Reisepartnersuche, Gruppenreisen, Solo-Trips

Alleine reisen, ohne allein zu sein

Urlaub geplant und keiner will mit? Eine fehlende Reisebegleitung ist kein Grund, zu Hause zu bleiben. Reisepartnersuche, Gruppenreisen oder einfach auf eigene Faust losziehen - Möglichkeiten gibt es viele.

Getty Images
Von Birte Bredow
Donnerstag, 14.09.2017   05:06 Uhr

Reisepartner gesucht

"Wer hat Zeit und ist auch von der Idee begeistert, über Silvester nach Kolumbien zu reisen?", fragt die 35-jährige Juliana. Die 70-jährige Renate sucht eine Reisepartnerin für eine Karibik-Kreuzfahrt und Teresa schreibt: "Ich suche einen Travelmate, der ab Mitte Oktober mit mir Neuseeland erkunden will".

Rund zweieinhalbtausend Anzeigen stehen auf dem Portal "Reisepartner-gesucht". Die Suchenden wollen verreisen, haben aber keine Lust auf einen Urlaub alleine.

Laut Betreiber Martin Lenhoff ist ungefähr die Hälfte unter 30, die meisten suchen Weggefährten für längere Fernreisen. Die Idee kam Lenhoff vor knapp 20 Jahren. Er war damals Mitte 30 und wollte mit dem Motorrad in den Urlaub. Doch ihm fehlte eine Begleitung. Also setzte er die Seite auf und veröffentlichte selbst eines der ersten Gesuche. "Ich bin dann mit jemanden nach Korsika gefahren, der noch heute einer meiner besten Kumpels ist", sagt er.
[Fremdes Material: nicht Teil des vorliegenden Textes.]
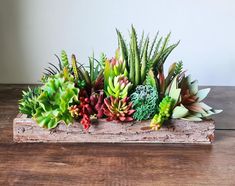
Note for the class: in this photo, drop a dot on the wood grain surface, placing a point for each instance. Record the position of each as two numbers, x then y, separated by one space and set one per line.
175 131
118 164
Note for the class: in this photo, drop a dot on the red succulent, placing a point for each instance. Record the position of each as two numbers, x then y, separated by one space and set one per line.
118 109
97 103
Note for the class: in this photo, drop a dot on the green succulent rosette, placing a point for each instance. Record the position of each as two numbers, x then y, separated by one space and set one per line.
57 95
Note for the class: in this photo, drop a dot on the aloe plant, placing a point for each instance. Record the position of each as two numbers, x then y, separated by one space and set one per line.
144 100
164 113
118 86
142 56
29 103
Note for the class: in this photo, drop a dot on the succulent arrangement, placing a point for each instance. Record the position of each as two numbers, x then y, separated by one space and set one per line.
131 85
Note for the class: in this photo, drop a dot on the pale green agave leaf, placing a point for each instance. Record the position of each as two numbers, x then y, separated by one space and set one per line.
192 118
174 92
179 112
193 87
202 94
204 106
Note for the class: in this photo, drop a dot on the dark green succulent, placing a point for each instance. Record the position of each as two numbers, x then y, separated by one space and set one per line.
142 56
57 94
164 113
28 104
144 101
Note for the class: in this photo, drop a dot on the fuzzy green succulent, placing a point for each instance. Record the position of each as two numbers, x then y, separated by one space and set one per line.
164 113
144 101
29 103
118 109
54 101
118 86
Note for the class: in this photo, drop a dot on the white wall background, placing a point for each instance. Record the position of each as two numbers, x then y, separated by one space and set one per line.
31 31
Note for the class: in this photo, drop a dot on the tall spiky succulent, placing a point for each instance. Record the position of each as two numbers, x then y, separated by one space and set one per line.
118 109
113 68
118 86
188 100
142 56
93 77
29 103
144 101
54 101
164 113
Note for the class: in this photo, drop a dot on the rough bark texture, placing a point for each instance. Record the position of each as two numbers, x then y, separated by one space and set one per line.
176 131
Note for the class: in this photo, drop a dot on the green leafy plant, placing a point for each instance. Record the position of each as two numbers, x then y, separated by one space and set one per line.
144 101
189 105
118 109
164 113
142 56
54 101
93 76
118 86
56 69
29 103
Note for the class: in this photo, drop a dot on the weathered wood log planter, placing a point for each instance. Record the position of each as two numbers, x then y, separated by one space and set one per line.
176 131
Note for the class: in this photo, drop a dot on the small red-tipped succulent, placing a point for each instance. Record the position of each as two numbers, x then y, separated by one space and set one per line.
88 105
74 111
118 109
97 103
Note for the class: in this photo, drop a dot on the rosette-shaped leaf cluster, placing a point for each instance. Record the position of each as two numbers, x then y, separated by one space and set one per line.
164 113
29 103
56 96
118 86
97 103
87 107
118 109
189 105
144 101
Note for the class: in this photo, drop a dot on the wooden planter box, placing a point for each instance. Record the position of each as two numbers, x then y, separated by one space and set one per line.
176 131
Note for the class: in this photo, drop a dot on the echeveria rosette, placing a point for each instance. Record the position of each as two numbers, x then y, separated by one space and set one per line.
118 109
188 100
29 103
144 101
118 86
54 101
164 113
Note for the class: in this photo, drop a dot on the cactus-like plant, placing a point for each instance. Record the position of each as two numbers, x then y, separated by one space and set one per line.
54 101
144 101
97 103
29 103
118 109
142 56
118 86
164 113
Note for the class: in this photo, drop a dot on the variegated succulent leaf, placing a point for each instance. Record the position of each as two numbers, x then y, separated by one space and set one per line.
144 101
164 113
118 86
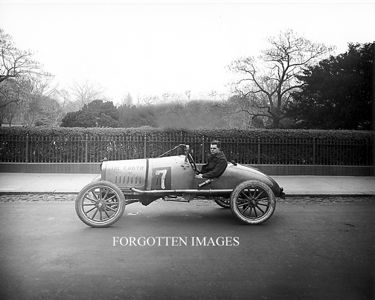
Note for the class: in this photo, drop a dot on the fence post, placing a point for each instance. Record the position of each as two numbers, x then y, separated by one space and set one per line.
145 145
203 156
86 147
314 150
27 148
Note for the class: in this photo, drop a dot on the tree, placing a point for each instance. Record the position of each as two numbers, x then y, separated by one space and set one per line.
86 92
15 66
267 82
337 93
95 114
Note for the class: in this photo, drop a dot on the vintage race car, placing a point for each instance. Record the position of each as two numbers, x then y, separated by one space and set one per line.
250 194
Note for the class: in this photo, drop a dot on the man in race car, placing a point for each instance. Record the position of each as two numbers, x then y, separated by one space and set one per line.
217 162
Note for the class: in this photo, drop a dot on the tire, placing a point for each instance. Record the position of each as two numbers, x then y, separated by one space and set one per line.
100 204
223 202
253 202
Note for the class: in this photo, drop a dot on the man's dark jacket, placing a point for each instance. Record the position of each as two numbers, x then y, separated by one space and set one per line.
216 165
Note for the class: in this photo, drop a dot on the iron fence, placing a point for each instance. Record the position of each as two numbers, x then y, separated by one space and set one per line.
87 148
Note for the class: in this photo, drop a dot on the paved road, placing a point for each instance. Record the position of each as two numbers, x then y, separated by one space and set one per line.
318 249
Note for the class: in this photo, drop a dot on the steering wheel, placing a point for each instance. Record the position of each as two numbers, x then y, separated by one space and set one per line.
192 162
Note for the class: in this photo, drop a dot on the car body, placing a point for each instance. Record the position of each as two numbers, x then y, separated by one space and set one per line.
248 192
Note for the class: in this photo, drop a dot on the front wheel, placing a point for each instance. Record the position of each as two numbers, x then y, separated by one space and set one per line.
253 202
100 204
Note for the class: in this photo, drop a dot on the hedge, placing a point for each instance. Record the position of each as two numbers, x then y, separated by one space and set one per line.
258 146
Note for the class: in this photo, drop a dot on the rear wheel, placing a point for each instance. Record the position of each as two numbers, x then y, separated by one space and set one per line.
100 204
223 202
253 202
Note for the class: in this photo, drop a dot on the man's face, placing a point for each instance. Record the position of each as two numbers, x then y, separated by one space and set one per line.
214 149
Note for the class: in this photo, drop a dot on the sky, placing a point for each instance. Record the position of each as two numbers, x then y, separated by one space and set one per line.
148 48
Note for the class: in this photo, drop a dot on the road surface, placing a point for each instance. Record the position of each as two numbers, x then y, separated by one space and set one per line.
311 248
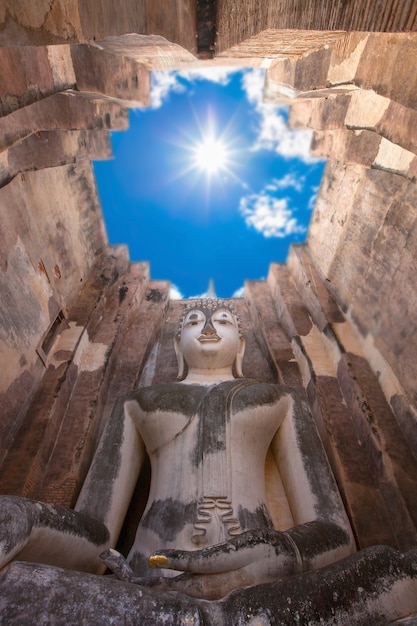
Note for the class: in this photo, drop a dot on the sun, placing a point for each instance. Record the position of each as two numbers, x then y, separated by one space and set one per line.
211 155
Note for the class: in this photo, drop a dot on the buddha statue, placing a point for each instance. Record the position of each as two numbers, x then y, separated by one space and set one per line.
207 530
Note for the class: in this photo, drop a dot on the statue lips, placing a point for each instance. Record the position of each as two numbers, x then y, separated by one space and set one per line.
208 338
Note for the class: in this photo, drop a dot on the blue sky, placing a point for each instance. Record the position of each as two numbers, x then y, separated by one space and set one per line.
208 182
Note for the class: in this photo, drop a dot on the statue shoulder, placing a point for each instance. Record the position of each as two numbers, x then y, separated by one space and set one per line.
168 397
255 393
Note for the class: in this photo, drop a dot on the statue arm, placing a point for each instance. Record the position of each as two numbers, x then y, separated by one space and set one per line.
112 477
322 533
45 533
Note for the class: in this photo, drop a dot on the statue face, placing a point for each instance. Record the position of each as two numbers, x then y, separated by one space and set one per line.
210 338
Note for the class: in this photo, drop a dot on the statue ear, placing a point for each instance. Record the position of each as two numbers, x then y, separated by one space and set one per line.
239 358
180 358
Das sei natürlich nicht der Regelfall.

Auch auf anderen Seiten, wie etwa "Join my Trip" und "Urlaubspartner.net" sowie in Facebook-Gruppen suchen Menschen Reisepartner. Claudia Zesewitz war schon oft alleine unterwegs - vergangenes Jahr antwortete die 30-Jährige zum ersten Mal auf einen Post bei Facebook. Obwohl ihr die Solo-Touren gefallen haben, wollte sie einmal etwas Neues probieren.

Fotostrecke

Rund um die Welt: Reisepartner gesucht - und gefunden

Sie habe jemanden mit ähnlichen Interessen gesucht, sagt sie, möglichst in ihrem Alter und eine Frau. Das traf auf den Facebook-Post zu. Zesewitz und ihre zukünftige Reisepartnerin telefonierten zunächst - und waren sich direkt sympathisch. "Sie redet genauso viel wie ich", sagt sie.

Ohne sich zu treffen, klärten sie finanzielle Aspekte und planten ihre Tour durch Irland. "Ein bisschen nervös war ich vorher schon, aber eher so eine normale Urlaubsnervosität", sagt Zesewitz. Beim persönlichen Kennenlernen hätten sie durch die gemeinsame Reise sofort Gesprächsstoff gehabt.

Eine Woche verbrachten die beiden Frauen, die sich vorher nicht persönlich kannten, zusammen, 24 Stunden am Tag. Da können Kleinigkeiten schon einmal für Ärger sorgen: Die eine brauchte länger im Bad. Die andere musste warten, wenn die eine noch eine Nachricht schreiben wollte. Von ihren Solo-Trips war Zesewitz es nicht gewohnt, sich nach jemanden richten zu müssen.

In diesen Momenten, habe sie manchmal gedacht "vielleicht wäre es besser gewesen, wenn ich alleine gefahren wäre". Doch nach ein paar Tagen habe sie sich arrangiert, sei toleranter geworden: "Ich habe dann gemütlich bei einer Tasse Tee auf sie gewartet." Außerdem sei es der erste Urlaub gewesen, von dem sie Fotos von sich selbst habe.

Über ihre Erfahrungen berichtet Zesewitz auch auf ihrem Blog.

Tipps für die Reisepartnersuche

Über die eigenen Urlaubswünsche klarwerden
Bevor man eine Anzeige veröffentlicht, sollte man sich überlegen, was man von seinem Urlaub erwartet - Entspannung oder Action, Kultur oder Sport, Low Budget oder Luxus.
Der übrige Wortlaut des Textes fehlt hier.